From the Washington Post, via, oh, just about every Lefty blogger there is (let's use AmericaBlog):
The law governing clandestine surveillance in the United States, the Foreign Intelligence Surveillance Act, prohibits conducting electronic surveillance not authorized by statute. A government agent can try to avoid prosecution if he can show he was "engaged in the course of his official duties and the electronic surveillance was authorized by and conducted pursuant to a search warrant or court order of a court of competent jurisdiction," according to the law.
"This is as shocking a revelation as we have ever seen from the Bush administration," said [Kate Martin, director of the Center for National Security Studies at George Washington University], who has been sharply critical of the administration's surveillance and detention policies. "It is, I believe, the first time a president has authorized government agencies to violate a specific criminal prohibition and eavesdrop on Americans."
President Bush signed an executive order in 2002 authorizing the NSA to engage in what is essentially an illegal activity. Further, it appears that the New York Times was aware of the policy and chose to ignore reporting it at the request of the White House. It appears possible that the New York Times may have been aware of this information prior to the 2004 election.
Essentially what this amounts to is a crystal clear violation of the separation of powers in the Constitution. The President, by authorizing the NSA to undertake this activity, has effectively reversed a law passed by Congress. The President has openly stationed himself above the law, which is no surprise, given that administration officials, such as Cheney and Gonzalez, have been supporting this expanded role of the Executive since the beginning of the war. They argue, and Bush obviously agrees, that the President should have practically limitless power to prosecute the War on Terror without the oversight of Congress. There is absolutely no way to defend this under any interpretation of the Constitution, even by those conservatives normally given to strict reconstructionism.

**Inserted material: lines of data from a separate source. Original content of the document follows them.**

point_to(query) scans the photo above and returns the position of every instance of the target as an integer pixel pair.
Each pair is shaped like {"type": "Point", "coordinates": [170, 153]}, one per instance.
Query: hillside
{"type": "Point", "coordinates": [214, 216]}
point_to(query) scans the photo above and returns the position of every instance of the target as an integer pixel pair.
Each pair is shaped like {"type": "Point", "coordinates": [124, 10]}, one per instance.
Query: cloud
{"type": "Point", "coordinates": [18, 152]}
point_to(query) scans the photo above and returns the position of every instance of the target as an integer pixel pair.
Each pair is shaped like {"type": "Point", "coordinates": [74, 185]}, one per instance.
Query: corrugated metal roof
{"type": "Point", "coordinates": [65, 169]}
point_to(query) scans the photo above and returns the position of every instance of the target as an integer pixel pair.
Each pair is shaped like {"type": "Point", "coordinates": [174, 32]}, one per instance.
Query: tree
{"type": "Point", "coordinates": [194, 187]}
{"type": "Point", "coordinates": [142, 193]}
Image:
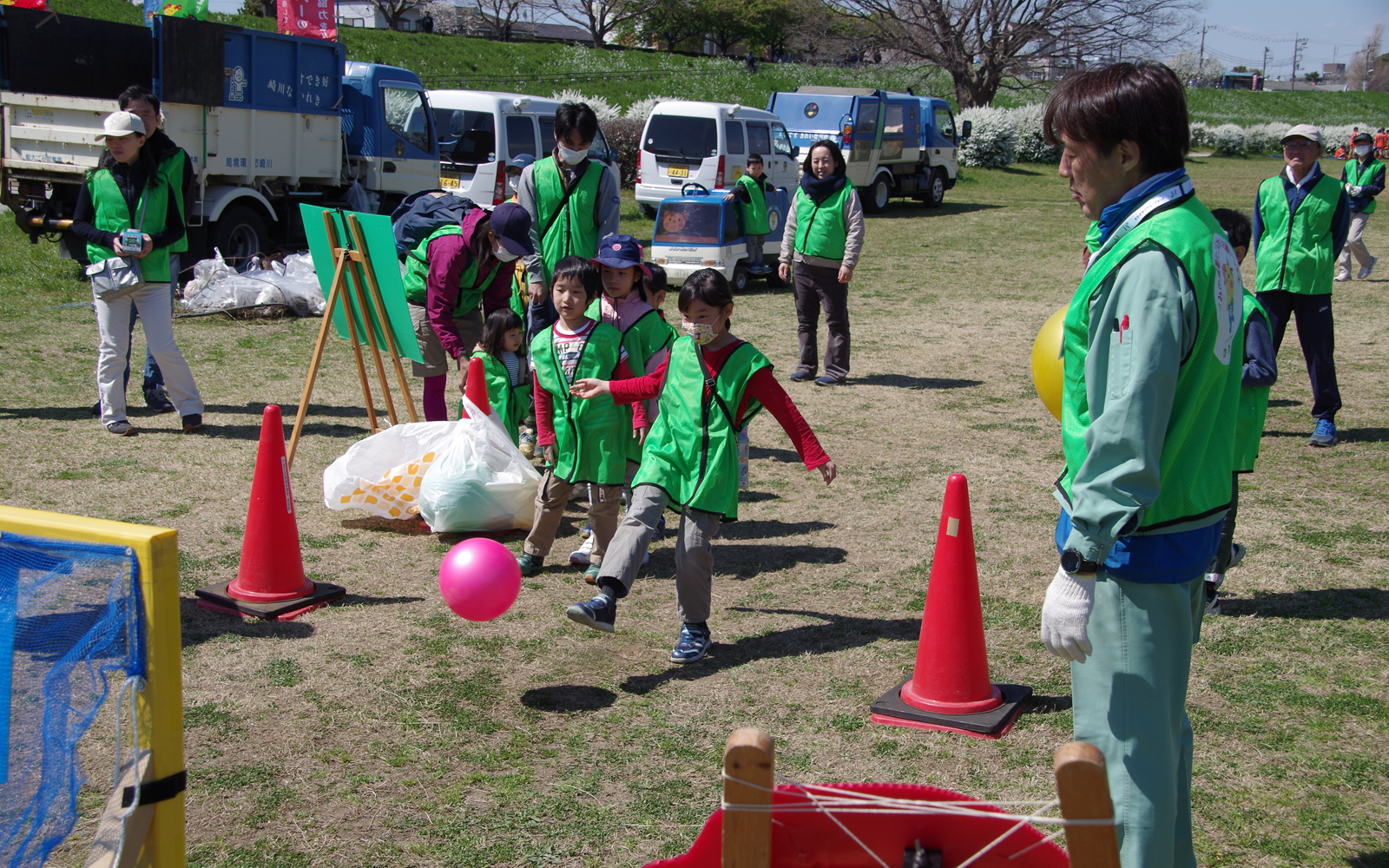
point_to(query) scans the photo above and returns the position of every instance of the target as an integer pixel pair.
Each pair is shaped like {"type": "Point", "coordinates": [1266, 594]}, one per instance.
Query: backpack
{"type": "Point", "coordinates": [420, 214]}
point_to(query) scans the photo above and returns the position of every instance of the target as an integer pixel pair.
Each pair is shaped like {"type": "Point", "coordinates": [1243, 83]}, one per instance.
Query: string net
{"type": "Point", "coordinates": [69, 631]}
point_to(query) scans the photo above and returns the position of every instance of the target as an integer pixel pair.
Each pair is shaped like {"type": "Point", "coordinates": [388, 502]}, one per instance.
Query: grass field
{"type": "Point", "coordinates": [386, 733]}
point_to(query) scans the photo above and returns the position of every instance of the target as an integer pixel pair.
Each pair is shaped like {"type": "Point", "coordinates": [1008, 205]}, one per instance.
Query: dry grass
{"type": "Point", "coordinates": [384, 731]}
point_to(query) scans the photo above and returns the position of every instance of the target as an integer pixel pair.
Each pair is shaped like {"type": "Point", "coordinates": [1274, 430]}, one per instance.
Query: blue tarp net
{"type": "Point", "coordinates": [69, 634]}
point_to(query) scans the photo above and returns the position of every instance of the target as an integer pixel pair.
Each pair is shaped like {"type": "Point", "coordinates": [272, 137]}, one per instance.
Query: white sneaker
{"type": "Point", "coordinates": [581, 557]}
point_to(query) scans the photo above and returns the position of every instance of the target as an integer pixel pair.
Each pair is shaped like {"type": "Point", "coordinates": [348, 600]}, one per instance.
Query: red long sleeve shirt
{"type": "Point", "coordinates": [761, 386]}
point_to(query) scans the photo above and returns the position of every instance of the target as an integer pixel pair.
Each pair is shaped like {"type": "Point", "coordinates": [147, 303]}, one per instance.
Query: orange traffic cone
{"type": "Point", "coordinates": [951, 685]}
{"type": "Point", "coordinates": [271, 581]}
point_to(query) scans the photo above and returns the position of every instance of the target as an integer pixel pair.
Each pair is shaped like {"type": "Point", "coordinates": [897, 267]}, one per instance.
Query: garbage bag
{"type": "Point", "coordinates": [481, 481]}
{"type": "Point", "coordinates": [382, 474]}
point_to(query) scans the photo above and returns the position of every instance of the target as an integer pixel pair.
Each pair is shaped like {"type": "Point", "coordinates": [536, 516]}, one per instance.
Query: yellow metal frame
{"type": "Point", "coordinates": [161, 703]}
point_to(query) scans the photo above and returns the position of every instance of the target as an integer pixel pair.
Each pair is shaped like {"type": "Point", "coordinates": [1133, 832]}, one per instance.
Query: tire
{"type": "Point", "coordinates": [240, 233]}
{"type": "Point", "coordinates": [879, 194]}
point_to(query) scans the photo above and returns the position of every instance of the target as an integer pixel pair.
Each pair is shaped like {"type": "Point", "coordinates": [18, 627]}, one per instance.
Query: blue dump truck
{"type": "Point", "coordinates": [268, 122]}
{"type": "Point", "coordinates": [895, 143]}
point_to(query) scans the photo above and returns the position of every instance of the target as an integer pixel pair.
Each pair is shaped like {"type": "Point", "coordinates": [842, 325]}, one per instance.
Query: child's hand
{"type": "Point", "coordinates": [589, 388]}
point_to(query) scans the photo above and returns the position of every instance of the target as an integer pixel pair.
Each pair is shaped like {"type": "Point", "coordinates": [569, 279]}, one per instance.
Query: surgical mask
{"type": "Point", "coordinates": [701, 332]}
{"type": "Point", "coordinates": [573, 157]}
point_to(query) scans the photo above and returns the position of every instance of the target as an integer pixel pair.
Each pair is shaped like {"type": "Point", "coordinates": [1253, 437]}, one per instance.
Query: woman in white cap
{"type": "Point", "coordinates": [127, 192]}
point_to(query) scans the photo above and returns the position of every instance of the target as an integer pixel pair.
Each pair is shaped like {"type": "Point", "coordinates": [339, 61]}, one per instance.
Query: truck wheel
{"type": "Point", "coordinates": [240, 233]}
{"type": "Point", "coordinates": [879, 194]}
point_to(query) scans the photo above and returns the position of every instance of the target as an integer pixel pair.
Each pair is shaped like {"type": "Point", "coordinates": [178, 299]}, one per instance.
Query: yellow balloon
{"type": "Point", "coordinates": [1048, 370]}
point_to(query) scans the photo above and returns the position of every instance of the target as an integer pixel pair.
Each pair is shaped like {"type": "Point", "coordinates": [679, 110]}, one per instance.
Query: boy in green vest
{"type": "Point", "coordinates": [1363, 178]}
{"type": "Point", "coordinates": [1259, 374]}
{"type": "Point", "coordinates": [750, 189]}
{"type": "Point", "coordinates": [1302, 219]}
{"type": "Point", "coordinates": [585, 441]}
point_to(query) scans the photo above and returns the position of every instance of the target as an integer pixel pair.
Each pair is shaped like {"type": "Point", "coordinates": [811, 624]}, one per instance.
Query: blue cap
{"type": "Point", "coordinates": [513, 226]}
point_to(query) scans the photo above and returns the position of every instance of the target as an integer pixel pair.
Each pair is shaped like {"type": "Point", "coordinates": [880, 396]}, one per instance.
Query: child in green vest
{"type": "Point", "coordinates": [1261, 372]}
{"type": "Point", "coordinates": [509, 381]}
{"type": "Point", "coordinates": [710, 388]}
{"type": "Point", "coordinates": [585, 441]}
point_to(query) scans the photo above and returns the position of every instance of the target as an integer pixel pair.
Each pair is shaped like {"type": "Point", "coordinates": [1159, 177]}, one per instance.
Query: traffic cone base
{"type": "Point", "coordinates": [992, 724]}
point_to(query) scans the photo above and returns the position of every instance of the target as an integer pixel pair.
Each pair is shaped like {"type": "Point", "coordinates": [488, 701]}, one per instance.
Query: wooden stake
{"type": "Point", "coordinates": [1083, 789]}
{"type": "Point", "coordinates": [747, 768]}
{"type": "Point", "coordinates": [379, 306]}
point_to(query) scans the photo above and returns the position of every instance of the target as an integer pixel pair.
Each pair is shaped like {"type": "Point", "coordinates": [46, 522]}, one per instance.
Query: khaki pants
{"type": "Point", "coordinates": [550, 500]}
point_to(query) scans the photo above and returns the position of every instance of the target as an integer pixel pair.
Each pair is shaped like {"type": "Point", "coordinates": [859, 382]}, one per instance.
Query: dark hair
{"type": "Point", "coordinates": [581, 270]}
{"type": "Point", "coordinates": [833, 152]}
{"type": "Point", "coordinates": [576, 115]}
{"type": "Point", "coordinates": [495, 330]}
{"type": "Point", "coordinates": [1142, 103]}
{"type": "Point", "coordinates": [1235, 226]}
{"type": "Point", "coordinates": [706, 286]}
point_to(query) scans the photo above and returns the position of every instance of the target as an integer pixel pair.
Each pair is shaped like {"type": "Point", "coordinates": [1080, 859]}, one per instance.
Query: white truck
{"type": "Point", "coordinates": [268, 122]}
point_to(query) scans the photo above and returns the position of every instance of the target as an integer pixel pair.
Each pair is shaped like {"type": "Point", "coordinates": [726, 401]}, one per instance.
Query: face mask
{"type": "Point", "coordinates": [701, 332]}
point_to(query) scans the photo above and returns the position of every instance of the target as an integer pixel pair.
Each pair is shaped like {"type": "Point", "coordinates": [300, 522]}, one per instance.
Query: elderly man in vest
{"type": "Point", "coordinates": [1150, 396]}
{"type": "Point", "coordinates": [1302, 219]}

There occasionally appears issues in the public arena that cut directly to the core of our national identity, and this is one of those issues. At certain points there is a hard line that demarcates where democracy ends and totalitarianism begins and the United States has now skirted awfully close to that line. The notion that military endeavors should warrant a suspension of both laws and civil rights is the type of public policy favored by some very unsavory world leaders of the past 100 years. This is not a road that the United States can afford to travel down very far.
The most frightening part of this story is not the willingness of the President to break the law to forward his national security policy. It's not even that the New York Times was willing, at the request of the White House, to sit on a story that would have likely had an impact on the 2004 election. Both of these things are hair-raising enough. But the truly horrifying aspect of this story is that a large number of Americans are going to read about this and say "So what?" George W. Bush is doing Osama bin Ladin's work by destroying the freedoms that make this country America and a large number of Americans will support him while as he does. They can't understand that without those freedoms, we have nothing left worth protecting from terrorism anyway.
In closing, I think Ben Franklin said it best:
They who would give up an essential liberty for temporary security, deserve neither liberty or security.